Die Zahlen sprechen für sich. Digitale Barrierefreiheit ist nicht nur ein Thema für Wenige. Denn wenn die Kriterien für barrierearme, bzw. barrierefreie Gestaltung und Umsetzung berücksichtigt werden, profitieren alle, auch Nutzer ohne akute Beeinträchtigung davon - Und damit langfristig auch das Unternehmen am anderen Ende des Produktes.

Welche Vorteile hat digitale Barrierefreiheit für Unternehmen?

Verantwortliche auf Unternehmensseite stöhnen wahrscheinlich zunächst ein mal auf, wenn es um digitale Barrierefreiheit geht, und sehen lediglich den Mehraufwand, der auf sie zukommt. Dabei bringt die barrierefreie Gestaltung von Website, Onlineshop, Apps und anderen Plattformen Unternehmen handfeste Vorteile – über die Erfüllung gesetzlicher Anforderungen hinaus.

Grafik mit dem Titel 'Digitale Barrierefreiheit – Vorteile für Unternehmen'. In der Mitte befindet sich ein stilisierter Computerbildschirm mit einem Häkchen-Symbol. Darunter sind vier Vorteile aufgeführt, jeweils mit einem Icon und einer Beschreibung: 'Bessere User Experience' mit einem Netzwerk-Symbol, 'Größere Zielgruppe' mit einem Zielscheiben-Symbol, 'Höhere SEO-Performance' mit einer Krone und Lupe, sowie 'Besseres Image' mit einem Stern auf einer ausgestreckten Hand. Einige Elemente sind grün hervorgehoben.


Icon mit einem zentralen Nutzer-Symbol, das durch Linien mit mehreren Kreisen verbunden ist, symbolisiert eine verbesserte Benutzererfahrung durch digitale Barrierefreiheit.

Sie bieten allen Nutzern eine bessere User Experience

Digitale Barrierefreiheit macht nicht nur Menschen mit Beeinträchtigung das Leben leichter. Optimierungen wie eine klare Navigation, gut lesbare Texte und verständliche Inhalte verbessern die Nutzererfahrung aller User. Eine Investition in Barrierefreiheit ist somit gleichzeitig eine Investition in die User Experience und kann sich direkt auf Conversion Rates und intendierte Ziele auswirken.

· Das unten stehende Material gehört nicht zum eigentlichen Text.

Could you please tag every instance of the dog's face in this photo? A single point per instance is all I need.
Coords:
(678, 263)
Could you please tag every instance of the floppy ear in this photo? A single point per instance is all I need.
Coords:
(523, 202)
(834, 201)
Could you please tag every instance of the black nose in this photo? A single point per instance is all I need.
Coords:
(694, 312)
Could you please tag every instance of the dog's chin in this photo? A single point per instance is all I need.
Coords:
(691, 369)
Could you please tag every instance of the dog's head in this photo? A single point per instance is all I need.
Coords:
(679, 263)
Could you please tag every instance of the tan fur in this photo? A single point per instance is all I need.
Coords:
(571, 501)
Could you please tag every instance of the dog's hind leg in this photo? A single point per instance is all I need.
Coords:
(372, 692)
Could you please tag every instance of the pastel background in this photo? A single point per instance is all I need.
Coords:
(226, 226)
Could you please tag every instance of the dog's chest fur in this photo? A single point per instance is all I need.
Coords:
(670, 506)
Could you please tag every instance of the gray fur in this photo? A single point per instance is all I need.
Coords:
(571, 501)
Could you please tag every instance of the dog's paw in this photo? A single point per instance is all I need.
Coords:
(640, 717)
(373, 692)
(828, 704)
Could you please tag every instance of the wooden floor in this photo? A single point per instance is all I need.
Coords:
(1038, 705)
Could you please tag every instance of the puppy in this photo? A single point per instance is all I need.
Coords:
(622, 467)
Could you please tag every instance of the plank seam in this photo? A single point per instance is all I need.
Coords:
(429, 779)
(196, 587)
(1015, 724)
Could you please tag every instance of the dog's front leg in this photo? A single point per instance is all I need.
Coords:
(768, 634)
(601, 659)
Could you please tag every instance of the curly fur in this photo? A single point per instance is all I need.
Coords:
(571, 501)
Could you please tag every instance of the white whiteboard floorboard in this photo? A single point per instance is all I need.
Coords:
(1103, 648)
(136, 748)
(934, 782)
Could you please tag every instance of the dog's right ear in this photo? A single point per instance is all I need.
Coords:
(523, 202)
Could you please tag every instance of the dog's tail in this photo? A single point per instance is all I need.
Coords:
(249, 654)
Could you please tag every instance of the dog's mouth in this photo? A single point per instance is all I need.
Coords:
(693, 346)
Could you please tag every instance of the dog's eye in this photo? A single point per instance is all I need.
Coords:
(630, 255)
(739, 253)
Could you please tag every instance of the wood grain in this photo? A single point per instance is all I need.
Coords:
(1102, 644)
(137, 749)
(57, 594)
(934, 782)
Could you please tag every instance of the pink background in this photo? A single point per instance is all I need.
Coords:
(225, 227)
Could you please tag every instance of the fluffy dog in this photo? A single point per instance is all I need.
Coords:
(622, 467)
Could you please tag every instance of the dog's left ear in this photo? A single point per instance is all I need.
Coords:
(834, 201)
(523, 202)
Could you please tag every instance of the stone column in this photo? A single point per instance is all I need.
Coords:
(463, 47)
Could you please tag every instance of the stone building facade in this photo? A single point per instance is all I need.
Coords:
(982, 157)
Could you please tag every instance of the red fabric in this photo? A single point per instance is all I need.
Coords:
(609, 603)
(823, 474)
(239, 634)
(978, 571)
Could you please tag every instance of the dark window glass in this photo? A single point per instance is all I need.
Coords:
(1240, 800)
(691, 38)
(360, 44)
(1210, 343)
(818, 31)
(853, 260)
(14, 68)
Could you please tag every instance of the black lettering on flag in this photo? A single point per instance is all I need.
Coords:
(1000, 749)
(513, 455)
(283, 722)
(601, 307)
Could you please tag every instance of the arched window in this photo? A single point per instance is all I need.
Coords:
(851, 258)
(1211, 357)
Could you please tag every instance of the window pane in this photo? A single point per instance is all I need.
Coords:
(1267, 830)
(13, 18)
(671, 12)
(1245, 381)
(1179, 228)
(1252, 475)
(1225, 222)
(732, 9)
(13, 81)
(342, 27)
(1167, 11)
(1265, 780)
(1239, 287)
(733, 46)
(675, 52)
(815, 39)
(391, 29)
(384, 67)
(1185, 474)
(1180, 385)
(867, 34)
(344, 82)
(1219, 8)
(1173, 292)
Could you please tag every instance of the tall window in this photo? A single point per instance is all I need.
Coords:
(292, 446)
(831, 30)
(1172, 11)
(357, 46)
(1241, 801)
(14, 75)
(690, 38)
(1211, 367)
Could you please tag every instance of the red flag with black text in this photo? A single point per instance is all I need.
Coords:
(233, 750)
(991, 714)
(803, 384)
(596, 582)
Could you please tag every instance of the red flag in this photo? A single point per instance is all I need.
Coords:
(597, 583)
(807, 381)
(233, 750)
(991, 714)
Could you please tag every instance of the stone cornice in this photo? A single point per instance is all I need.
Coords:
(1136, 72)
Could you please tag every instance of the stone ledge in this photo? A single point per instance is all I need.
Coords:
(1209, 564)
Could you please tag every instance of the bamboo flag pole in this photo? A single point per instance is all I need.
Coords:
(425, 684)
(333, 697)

Einige Beispiele, wie auch Nutzer ohne Beeinträchtigung von Barrierefreiheit profitieren können:

  • Laute Umgebung? Untertitel bei Videos helfen nicht nur Hörgeschädigten, sondern auch Pendlern in der Bahn ohne Kopfhörer.
  • Sonne blendet das Display? Ein hoher Farbkontrast verbessert die Lesbarkeit für Nutzer mit und ohne Sehbehinderung.
  • Nur eine Hand frei? Eine optimierte Tastatur- oder Sprachsteuerung erleichtert die Bedienung auch für Personen, die gerade eine Tasse Kaffee in der Hand halten.

Man sieht: Barrierefreiheit kommt allen Nutzern zugute und sorgt für eine rundum positive Customer Experience.

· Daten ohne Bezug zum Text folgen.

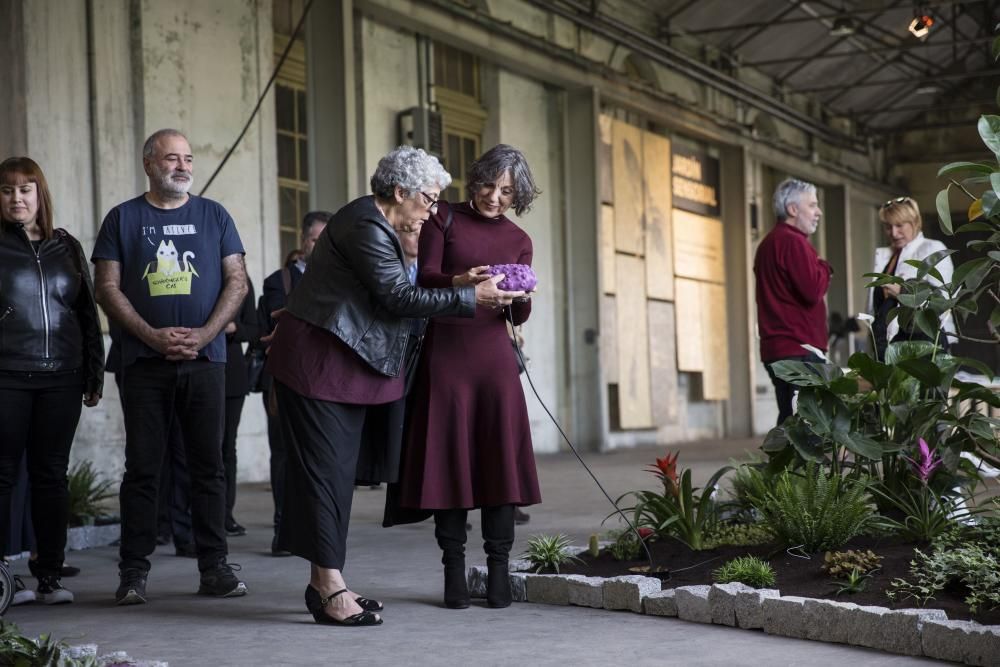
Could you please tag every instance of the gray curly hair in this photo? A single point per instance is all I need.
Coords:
(412, 169)
(498, 160)
(788, 191)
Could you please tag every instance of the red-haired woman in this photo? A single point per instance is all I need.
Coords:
(51, 360)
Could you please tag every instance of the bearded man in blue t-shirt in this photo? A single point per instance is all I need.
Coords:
(170, 276)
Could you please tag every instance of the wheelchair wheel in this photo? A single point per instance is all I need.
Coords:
(6, 588)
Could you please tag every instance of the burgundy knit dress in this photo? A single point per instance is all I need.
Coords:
(468, 442)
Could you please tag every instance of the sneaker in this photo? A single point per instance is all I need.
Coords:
(234, 529)
(22, 594)
(50, 591)
(220, 582)
(132, 589)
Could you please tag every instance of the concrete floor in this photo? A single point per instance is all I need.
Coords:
(401, 566)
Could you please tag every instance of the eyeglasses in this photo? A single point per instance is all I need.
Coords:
(893, 202)
(431, 202)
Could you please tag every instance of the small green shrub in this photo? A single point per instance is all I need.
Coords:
(87, 492)
(548, 552)
(738, 534)
(839, 564)
(748, 570)
(809, 509)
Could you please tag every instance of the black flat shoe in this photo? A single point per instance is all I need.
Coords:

„Icon mit einer Zielscheibe und einem Pfeil, der ein Häkchen trifft, steht für eine größere Zielgruppe, die durch barrierefreie digitale Inhalte erreicht werden kann.

Sie gewinnen mehr Reichweite und neue Zielgruppen

Mit dem Abbau digitaler Barrieren erreichen Sie mehr Menschen und erschließen neue Zielgruppen. Allein in Deutschland leben rund 10 Millionen Menschen mit einer Behinderung (Mikrozensus 2024). Auf EU-Ebene sind es rund 101 Millionen (Eurostat 2024). Das heißt: wer digitale Lösungen nicht barrierefrei gestaltet, vernachlässigt eine beachtliche Zahl potenzieller Kunden und verschenkt wertvolle Umsatzpotenziale!

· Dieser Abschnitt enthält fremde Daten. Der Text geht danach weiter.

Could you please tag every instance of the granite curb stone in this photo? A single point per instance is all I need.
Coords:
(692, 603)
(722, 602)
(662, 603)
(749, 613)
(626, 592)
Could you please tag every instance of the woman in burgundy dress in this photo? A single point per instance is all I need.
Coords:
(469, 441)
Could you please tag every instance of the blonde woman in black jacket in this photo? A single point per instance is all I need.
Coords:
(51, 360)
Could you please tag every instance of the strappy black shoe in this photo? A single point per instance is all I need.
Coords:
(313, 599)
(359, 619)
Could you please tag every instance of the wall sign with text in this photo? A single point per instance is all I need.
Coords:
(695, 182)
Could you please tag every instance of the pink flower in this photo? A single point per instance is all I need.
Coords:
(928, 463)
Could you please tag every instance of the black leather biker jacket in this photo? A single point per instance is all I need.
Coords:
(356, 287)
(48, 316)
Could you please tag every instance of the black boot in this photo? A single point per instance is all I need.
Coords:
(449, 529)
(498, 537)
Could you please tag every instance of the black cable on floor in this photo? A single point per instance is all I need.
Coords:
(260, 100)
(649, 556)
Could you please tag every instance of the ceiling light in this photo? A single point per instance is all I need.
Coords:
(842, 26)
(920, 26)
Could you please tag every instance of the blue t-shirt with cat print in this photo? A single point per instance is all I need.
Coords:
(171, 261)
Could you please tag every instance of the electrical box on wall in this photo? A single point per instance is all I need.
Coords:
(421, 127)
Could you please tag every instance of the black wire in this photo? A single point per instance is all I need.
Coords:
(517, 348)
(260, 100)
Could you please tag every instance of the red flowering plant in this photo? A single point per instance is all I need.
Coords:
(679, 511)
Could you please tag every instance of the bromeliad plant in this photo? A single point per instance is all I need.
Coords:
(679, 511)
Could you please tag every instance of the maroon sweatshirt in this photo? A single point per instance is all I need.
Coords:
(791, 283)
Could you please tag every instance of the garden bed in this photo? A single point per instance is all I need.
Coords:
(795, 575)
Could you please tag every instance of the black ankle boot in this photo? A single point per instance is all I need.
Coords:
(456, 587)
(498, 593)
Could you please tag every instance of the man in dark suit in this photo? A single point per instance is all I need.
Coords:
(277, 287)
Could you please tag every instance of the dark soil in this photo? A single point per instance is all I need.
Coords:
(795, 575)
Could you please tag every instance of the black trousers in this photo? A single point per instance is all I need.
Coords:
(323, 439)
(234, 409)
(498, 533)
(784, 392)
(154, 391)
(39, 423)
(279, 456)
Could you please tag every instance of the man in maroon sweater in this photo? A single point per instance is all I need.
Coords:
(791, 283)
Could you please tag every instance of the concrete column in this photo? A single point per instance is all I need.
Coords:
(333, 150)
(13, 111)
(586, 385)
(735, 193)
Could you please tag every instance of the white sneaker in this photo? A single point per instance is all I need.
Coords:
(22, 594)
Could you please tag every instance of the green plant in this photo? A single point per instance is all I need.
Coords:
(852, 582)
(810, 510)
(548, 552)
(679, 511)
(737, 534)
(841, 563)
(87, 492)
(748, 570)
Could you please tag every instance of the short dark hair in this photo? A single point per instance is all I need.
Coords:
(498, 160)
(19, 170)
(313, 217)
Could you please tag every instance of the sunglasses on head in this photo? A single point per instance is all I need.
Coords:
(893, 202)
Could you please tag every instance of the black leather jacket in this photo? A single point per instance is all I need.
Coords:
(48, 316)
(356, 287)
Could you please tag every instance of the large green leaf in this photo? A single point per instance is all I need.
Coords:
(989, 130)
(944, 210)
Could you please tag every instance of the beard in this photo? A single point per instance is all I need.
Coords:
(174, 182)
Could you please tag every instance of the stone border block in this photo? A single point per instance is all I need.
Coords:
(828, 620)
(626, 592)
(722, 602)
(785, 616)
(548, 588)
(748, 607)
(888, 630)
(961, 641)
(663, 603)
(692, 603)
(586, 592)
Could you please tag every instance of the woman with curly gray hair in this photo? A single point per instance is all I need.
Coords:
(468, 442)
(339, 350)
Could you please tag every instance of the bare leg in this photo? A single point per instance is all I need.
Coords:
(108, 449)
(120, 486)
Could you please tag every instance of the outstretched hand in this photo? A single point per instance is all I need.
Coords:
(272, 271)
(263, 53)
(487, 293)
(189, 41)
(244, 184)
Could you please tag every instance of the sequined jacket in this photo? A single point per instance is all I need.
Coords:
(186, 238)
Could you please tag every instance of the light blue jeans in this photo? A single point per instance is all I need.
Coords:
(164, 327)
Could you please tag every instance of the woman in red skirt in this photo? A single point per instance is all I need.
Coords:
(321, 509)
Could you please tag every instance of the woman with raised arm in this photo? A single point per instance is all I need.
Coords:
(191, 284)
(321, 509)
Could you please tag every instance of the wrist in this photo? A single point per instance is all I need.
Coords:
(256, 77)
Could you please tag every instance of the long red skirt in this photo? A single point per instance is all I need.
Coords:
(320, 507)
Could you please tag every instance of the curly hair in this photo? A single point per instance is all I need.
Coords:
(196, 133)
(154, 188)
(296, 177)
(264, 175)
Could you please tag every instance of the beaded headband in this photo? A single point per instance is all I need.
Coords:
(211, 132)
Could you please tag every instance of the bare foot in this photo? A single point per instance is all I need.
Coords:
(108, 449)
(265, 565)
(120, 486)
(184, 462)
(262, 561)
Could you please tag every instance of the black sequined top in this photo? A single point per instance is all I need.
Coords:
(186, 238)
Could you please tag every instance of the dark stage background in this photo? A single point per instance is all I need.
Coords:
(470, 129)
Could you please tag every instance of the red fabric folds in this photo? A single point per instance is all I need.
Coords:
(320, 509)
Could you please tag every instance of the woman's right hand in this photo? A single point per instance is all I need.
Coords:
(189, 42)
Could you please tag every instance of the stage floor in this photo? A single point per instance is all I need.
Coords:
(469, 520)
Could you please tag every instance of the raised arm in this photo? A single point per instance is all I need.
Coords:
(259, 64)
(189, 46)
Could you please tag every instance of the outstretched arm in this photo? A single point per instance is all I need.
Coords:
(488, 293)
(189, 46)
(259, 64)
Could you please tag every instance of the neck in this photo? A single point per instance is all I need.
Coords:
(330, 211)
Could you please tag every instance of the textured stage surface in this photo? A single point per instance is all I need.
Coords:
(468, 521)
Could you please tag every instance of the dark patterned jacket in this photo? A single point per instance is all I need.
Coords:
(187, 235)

Zudem profitieren auch ältere Menschen von einer klaren, nutzerfreundlichen Gestaltung. Schon heute ist jeder fünfte Deutsche über 65 Jahre alt – Tendenz steigend (Destatis 2024). Viele stoßen auf Hürden wie zu kleine Schriftgrößen, eine komplizierte, nicht intuitiv nutzbare Navigation, oder komplexe, nur schwer zu verstehende Inhalte. Indem Sie digitale Lösungen barrierefrei gestalten, erreichen Sie auch diese wachsende Gruppe älterer Nutzerinnen und Nutzer. 

Icon mit einer stilisierten Person, die eine Krone trägt, und einer Lupe, repräsentiert die verbesserte Suchmaschinenoptimierung (SEO) durch digitale Barrierefreiheit.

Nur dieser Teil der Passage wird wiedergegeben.